Our work in Ethiopia spans more than 20 years. In that time, along with other NGOs and the Government of Ethiopia, we've taken significant steps towards eliminating trachoma as a public health problem. It’s especially important that we prevent trachomatous trichiasis (the advanced stage of trachoma in which the eyelid turns inwards, painfully scratching the cornea) because, if left untreated, it can lead to permanent blindness. To fight trachoma in Ethiopia, we carry out mass distributions of antibiotics, eye screenings and surgeries.
Last year, in the SNNPR Southern Nations, Nationalities and Peoples' Region, social distancing restrictions meant that health workers could not be physically close enough to patients to examine them for clear signs of trachoma. Relying instead on their judgement, more people were referred to specialist eye care workers with suspected trachoma, increasing their caseloads. In one regional zone, we worked with the government to add eye health questions to door-to-door COVID-19 questionnaires – an ingenious socially distant screening method that helped maintain momentum with the screening programme.
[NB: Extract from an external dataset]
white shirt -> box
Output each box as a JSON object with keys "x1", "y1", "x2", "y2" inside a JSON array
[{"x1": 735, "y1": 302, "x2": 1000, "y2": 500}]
We also played a significant role in developing the Federal Ministry of Health's national Standard Operating Procedures, mandating PPE and house-to-house rather than clustered administration of drugs. These vital measures were time and resource-intensive but helped make sure we could administer antibiotics to entire populations, as required, while minimising the risk of coronavirus transmission. Despite not being able to start dispensing drugs until December, we still supported the delivery of more than 4.3 million sight-saving doses.